CS 332 w22 — Beyond Physical Memory

Table of Contents

1 (near) Infinite Memory

  • Can we provide the illusion of near infinite memory in limited physical memory?
    • What's a source of storage that's much bigger and cheaper than memory? The disk!
    • We will treat memory as a cache for the disk
    • This will enable
      • Demand-paged virtual memory, a general technique
      • Memory-mapped files, a technique for efficient I/O
  • Address translation will be a crucial tool, allowing kernel to intervene when accessing selected addresses

2 Demand Paging

  • Illusion of (nearly) infinite memory, available to every process
  • Multiplex virtual pages onto a limited amount of physical page frames
  • Pages can be either
    • resident (in physical memory, valid page table entry)
    • non-resident (on disk, invalid page table entry)
  • On reference to non-resident page, copy into memory, replacing some resident page
    • From the same process, or a different process
  • A generalization of the on-demand paging from earlier
    • Could start running a program after initializing the first code page, loaded others in the background or as needed
  • Space on disk reserved for non-resident spaces is called swap space

What happens when a process accesses virtual page B?

pageFaultBefore.png

pageFaultAfter.png

2.1 How does the kernel provide the illusion that all pages are resident?

  1. TLB miss
  2. Page table lookup
  3. Page fault (page invalid in page table)
  4. Trap to kernel
  5. Locate page on disk
  6. Allocate page frame
  7. Evict page if needed
  8. Initiate disk block read into page frame
  9. Disk interrupt when read complete
  10. Mark page as valid
  11. Resume process at faulting instruction
  12. TLB miss (entry still not present in TLB)
  13. Page table lookup to fetch translation
  14. Execute instruction

2.2 Where are non-resident pages stored on disk?

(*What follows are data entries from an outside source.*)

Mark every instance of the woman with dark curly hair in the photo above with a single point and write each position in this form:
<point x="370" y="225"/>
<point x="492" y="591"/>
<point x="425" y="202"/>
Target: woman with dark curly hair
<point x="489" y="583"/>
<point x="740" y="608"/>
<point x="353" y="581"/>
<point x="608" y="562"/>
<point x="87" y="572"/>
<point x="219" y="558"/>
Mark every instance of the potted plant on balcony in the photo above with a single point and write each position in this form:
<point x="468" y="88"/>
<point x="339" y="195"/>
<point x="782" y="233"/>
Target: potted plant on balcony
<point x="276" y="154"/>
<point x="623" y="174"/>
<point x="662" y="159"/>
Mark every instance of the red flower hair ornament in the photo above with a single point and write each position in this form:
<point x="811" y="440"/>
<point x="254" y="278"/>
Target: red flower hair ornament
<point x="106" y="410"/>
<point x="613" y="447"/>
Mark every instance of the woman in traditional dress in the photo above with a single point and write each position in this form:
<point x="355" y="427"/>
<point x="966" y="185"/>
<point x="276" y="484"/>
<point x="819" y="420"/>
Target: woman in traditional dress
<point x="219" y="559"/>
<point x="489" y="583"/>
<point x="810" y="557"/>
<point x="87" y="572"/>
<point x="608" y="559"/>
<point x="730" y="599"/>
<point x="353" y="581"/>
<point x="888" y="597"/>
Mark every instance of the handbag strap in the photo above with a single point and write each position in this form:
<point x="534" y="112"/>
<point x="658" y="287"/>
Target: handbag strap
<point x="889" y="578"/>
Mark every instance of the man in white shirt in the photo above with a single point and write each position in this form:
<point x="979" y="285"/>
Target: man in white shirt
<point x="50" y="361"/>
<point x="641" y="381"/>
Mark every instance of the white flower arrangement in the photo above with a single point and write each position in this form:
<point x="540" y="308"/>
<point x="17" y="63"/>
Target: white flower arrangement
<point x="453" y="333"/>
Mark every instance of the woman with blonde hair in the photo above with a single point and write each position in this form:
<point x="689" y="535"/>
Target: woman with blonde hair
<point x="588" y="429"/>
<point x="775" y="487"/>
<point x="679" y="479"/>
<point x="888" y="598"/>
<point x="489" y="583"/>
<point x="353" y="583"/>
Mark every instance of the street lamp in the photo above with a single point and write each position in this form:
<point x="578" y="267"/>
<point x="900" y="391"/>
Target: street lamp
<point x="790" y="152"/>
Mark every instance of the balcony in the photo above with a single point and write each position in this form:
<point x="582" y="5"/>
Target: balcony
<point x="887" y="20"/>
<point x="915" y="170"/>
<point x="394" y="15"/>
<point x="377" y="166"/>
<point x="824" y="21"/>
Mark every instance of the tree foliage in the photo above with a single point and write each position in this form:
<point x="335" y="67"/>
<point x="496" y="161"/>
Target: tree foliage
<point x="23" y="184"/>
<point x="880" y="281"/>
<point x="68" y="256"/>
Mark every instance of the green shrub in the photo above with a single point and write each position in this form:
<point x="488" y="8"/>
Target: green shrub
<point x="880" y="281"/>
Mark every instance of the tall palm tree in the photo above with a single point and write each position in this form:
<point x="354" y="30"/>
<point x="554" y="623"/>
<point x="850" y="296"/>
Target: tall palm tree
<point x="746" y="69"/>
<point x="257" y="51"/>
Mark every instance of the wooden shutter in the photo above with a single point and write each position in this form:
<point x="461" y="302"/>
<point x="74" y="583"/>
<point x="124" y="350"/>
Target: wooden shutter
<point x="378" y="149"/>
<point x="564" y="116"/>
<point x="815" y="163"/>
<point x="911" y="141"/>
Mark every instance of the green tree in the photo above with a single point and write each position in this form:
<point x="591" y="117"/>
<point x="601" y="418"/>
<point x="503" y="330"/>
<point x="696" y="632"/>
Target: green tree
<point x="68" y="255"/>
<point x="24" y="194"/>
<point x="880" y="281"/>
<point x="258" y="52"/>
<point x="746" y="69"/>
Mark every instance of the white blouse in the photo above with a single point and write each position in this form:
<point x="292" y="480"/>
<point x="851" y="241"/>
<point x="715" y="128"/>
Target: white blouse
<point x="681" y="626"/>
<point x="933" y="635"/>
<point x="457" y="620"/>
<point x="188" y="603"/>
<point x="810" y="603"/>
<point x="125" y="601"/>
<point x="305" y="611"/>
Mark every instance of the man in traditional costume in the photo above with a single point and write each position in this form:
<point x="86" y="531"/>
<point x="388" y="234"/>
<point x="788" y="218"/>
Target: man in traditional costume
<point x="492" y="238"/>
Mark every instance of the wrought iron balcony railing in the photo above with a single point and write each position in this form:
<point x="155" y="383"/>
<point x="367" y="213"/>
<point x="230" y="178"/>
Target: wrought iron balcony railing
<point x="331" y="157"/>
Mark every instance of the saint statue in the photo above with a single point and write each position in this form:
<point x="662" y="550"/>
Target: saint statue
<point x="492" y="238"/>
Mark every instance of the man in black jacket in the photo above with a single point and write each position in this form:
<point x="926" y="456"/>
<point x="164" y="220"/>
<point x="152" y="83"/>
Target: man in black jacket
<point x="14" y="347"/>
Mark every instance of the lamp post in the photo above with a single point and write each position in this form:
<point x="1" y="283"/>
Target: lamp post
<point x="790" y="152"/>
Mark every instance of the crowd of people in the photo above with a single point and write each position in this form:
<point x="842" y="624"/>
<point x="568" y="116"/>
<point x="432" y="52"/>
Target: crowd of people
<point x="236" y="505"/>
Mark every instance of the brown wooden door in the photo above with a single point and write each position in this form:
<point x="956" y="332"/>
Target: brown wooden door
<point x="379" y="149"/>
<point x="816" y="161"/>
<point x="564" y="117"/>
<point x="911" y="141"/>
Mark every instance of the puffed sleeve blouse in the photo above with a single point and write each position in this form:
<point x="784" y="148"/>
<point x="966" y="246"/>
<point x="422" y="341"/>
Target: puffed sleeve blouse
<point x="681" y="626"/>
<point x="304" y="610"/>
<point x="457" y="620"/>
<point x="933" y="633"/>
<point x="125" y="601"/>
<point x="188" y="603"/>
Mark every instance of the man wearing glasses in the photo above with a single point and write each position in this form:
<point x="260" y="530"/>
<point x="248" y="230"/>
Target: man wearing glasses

  • Option: Reuse page table entry
    • If resident, entry contains the physical page frame number
    • If non-resident, entry contains a disk block reference
  • Option: Use file system
    • Maintain a per-segment file in file system, offset within file corresponds to offset within segment

2.3 How do we find a free page frame?

  • If there's an unused page, use it
  • Otherwise, select old page to evict
  • Find all page table entries that refer to old page
  • If page frame is shared (use a core map, linking physical page → virtual pages)
  • Set each page table entry to invalid
  • Remove any TLB entries (on any core)
    • Why not: remove TLB entries then set to invalid?1
  • Write changes on page back to disk, if necessary
    • Why not: write changes to disk then set to invalid?2

2.4 Which pages have been modified (must be written back to disk)?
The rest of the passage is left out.